Non regge neppure il mito di Gambrinus
E a Napoli, purtroppo, la qualità media dei bar non è affatto un motivo di vanto (nemmeno in altre località, che al contrario del capoluogo campano, però, almeno non hanno creato una leggenda attorno a ‘o ccafè). Basti pensare al Gran Caffè Gambrinus, locale storico che in passato ha radunato l’élite intellettuale della città e che ancora oggi vive di una fama immotivata: quello di Piazza Trieste e Trento (con sede anche in via Chiaia) è infatti il più clamoroso caso di mitizzazione che ci sia.
Non così inspiegabile, però: gli eleganti arredi, l’atmosfera senza tempo, la bella divisa dei camerieri che spiegano come far freddare più in fretta la bevanda – servita in tazzine cocenti, capovolte a testa in giù sulla macchina espresso, con ustione assicurata – contribuiscono ad alimentare l’appeal del bar.

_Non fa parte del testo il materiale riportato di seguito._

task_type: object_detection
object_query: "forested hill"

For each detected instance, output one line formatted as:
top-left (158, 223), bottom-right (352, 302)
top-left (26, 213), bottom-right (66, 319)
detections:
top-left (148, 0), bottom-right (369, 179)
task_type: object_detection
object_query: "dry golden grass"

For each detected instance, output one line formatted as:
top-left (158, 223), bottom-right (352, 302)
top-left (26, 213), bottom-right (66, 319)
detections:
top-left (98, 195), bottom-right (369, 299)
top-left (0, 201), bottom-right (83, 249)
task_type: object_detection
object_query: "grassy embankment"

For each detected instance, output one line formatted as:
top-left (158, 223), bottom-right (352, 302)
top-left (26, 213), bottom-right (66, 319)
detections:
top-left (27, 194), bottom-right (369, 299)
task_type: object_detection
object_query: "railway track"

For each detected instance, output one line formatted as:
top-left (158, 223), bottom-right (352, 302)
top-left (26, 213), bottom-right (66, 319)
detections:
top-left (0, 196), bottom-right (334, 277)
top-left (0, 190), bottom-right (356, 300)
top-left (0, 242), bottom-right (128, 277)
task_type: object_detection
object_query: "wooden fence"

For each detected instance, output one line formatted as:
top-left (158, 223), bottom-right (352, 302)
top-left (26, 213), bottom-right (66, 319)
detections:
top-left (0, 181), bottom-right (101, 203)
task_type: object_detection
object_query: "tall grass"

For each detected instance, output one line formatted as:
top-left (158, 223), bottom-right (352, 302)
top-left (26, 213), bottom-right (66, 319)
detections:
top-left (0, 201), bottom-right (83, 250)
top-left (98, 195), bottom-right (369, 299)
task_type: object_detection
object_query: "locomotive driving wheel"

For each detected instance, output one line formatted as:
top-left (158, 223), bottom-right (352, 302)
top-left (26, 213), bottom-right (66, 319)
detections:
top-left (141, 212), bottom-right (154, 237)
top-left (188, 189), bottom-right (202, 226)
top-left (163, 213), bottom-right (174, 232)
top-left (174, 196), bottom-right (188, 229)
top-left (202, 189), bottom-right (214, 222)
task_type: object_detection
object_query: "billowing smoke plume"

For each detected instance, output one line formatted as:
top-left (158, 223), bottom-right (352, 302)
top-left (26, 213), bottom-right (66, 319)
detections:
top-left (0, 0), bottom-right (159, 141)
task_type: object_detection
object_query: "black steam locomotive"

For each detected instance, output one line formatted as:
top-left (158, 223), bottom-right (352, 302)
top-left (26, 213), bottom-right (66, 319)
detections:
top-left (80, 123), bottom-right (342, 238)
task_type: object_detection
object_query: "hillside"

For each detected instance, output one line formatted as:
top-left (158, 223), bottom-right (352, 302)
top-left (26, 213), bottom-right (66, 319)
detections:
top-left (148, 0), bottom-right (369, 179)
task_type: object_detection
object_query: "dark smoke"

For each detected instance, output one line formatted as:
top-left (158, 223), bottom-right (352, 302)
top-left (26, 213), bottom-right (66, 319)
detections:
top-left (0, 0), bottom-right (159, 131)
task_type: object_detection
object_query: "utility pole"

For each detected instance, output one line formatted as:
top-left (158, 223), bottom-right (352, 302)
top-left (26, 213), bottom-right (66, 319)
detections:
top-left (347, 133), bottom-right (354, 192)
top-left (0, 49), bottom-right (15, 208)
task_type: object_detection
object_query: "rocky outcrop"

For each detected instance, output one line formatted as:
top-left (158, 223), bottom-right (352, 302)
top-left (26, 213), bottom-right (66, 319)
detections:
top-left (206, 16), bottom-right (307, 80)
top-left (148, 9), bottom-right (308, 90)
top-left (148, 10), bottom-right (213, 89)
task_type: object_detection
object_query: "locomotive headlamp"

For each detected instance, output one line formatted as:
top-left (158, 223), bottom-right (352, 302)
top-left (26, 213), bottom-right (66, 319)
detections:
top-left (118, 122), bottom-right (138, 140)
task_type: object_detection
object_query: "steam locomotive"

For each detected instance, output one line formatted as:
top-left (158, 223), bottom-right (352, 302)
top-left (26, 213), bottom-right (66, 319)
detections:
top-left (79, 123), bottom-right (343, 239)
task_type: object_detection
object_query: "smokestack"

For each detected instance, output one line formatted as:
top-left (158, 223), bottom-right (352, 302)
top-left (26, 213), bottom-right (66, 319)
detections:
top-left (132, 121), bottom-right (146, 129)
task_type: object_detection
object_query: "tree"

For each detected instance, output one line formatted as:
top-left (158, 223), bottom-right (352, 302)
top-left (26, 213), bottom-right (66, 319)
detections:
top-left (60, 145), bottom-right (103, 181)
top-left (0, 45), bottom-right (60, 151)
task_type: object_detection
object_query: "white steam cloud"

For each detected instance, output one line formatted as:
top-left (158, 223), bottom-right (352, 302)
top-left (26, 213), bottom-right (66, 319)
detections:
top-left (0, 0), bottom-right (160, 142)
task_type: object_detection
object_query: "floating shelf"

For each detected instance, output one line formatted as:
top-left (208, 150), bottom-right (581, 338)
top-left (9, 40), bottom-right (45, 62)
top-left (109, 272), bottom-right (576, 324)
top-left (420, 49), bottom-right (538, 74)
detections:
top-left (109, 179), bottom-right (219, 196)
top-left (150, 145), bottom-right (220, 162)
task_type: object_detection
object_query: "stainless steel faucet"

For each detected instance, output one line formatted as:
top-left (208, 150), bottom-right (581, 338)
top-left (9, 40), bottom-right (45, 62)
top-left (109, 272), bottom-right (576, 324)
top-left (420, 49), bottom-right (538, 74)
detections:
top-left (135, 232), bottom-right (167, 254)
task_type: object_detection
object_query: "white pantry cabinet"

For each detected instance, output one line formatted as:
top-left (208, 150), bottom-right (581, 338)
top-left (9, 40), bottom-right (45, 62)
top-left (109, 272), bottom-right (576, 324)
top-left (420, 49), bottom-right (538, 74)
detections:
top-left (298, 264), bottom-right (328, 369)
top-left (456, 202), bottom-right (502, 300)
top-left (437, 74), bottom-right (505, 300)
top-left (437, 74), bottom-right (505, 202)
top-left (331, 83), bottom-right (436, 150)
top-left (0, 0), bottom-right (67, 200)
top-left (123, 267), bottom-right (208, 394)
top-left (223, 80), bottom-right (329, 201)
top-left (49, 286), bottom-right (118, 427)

Sarà l’acqua, come dicono in molti, magari addirittura l’aria… sul caffè espresso napoletano si dice di tutto, tranne la verità, ovvero che è mediamente mediocre, se non cattivo.
Le eccezioni ci sono, ma sono poche
Le eccezioni ci sono, a cominciare da Ventimetriquadri, caffetteria specialty aperta da Vincenzo Fioretto nel 2017 (e ce ne sono anche altre), ma sono troppo poche per una città così grande, così importante, così bella. La città che ha inventato uno dei rituali più romantici di sempre, che solo da un popolo così generoso poteva prendere vita. Il caffè sospeso, la tazzina pagata da un cliente per uno sconosciuto, pronta per essere offerta a chi non può permetterselo (qui trovare le varianti regionali). Un’abitudine nata in tempo di guerra, in un periodo di miseria sconfinata, citata anche da Luciano De Crescenzo: “Quando un napoletano è felice per qualche ragione, invece di pagare un solo caffè, quello che berrebbe lui, ne paga due, uno per sé e uno per il cliente che viene dopo. È come offrire un caffè al resto del mondo”. Riuscite a immaginare un gesto più gentile? Immaginate quanto sarebbe bello, però, se la tazzina offerta fosse anche buona.